The Ducks' trades said they want to make the playoffs now. If they miss, which is likely, they have restocked enough talent and promise to rightly feel optimistic. They don't have to rebuild from the ground up.

The Kings' trade said fans who have endured four decades without a Cup title will have to wait again.

Wait two weeks to see Williams, twice a 30-goal scorer but a victim of knee, Achilles' tendon and hand injuries the last two seasons.

Wait until next season for the team's first playoff berth since 2002.

Wait for a day that never seems in sight.

Kings General Manager Dean Lombardi said he traded O'Sullivan to the Hurricanes --who flipped him to Edmonton -- because Williams was a proven top-six player and a better fit, not to avenge contentious contract talks that kept O'Sullivan out of training camp until four days before the season opener.

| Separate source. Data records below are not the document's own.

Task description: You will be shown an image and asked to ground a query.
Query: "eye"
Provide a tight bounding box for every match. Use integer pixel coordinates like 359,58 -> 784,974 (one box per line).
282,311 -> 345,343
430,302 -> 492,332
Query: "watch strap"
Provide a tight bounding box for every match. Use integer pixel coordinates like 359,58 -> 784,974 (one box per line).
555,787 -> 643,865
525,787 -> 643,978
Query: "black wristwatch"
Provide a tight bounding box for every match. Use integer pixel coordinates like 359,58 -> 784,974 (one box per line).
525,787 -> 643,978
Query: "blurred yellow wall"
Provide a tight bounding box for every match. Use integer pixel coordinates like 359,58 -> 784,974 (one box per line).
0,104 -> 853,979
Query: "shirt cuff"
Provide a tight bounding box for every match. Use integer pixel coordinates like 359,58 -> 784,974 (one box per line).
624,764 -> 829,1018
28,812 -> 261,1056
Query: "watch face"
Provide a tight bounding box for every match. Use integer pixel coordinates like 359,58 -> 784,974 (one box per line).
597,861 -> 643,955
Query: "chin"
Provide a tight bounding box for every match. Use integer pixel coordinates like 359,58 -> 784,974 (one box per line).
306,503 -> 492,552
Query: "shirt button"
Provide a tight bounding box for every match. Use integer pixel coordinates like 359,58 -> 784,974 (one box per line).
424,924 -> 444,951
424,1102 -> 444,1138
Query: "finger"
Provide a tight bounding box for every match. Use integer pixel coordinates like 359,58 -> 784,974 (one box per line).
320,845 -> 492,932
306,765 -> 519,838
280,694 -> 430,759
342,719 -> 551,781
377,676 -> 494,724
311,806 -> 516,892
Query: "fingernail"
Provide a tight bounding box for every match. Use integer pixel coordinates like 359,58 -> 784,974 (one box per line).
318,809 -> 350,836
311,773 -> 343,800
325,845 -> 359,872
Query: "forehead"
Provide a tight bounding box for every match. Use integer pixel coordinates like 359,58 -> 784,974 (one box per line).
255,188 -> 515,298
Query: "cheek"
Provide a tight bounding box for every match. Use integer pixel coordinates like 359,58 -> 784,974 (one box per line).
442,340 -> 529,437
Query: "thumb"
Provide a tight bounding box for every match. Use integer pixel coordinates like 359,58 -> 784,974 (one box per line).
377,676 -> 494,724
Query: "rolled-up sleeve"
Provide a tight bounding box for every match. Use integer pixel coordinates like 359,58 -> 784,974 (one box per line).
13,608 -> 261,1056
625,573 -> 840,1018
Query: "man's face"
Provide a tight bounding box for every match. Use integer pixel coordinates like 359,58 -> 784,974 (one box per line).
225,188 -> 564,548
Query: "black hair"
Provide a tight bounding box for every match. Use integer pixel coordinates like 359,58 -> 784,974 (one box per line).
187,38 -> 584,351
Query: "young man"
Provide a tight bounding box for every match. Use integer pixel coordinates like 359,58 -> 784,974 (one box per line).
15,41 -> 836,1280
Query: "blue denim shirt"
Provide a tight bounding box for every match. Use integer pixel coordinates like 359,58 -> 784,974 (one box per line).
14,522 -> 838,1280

But indirectly the dispute might have been a factor.

"Would he be further along as a player if he doesn't hold out? I think that's a possibility," Lombardi said of O'Sullivan, who had 14 goals and 37 points in 62 games this season.

"Missing training camp at that age, to me, is nothing but hindering and that could have affected that maybe we didn't get more out of him."

He also said the "big dogs," impact players such as Atlanta's Ilya Kovalchuk, Tampa Bay's Vincent Lecavalier and Minnesota's Marian Gaborik, weren't available or carried steep price tags. Nor was he inclined to trade a front-line player for someone he might lose to free agency July 1.

Lombardi, a scout for the Flyers when Williams began his career there, said he made the Kings better by adding a player who won a Cup with Carolina in 2006 but is young enough at 27 to blend into a young team. He said the injury made a bargain out of Williams, who will earn $3.5 million for each of the next two seasons and might not have been available this summer.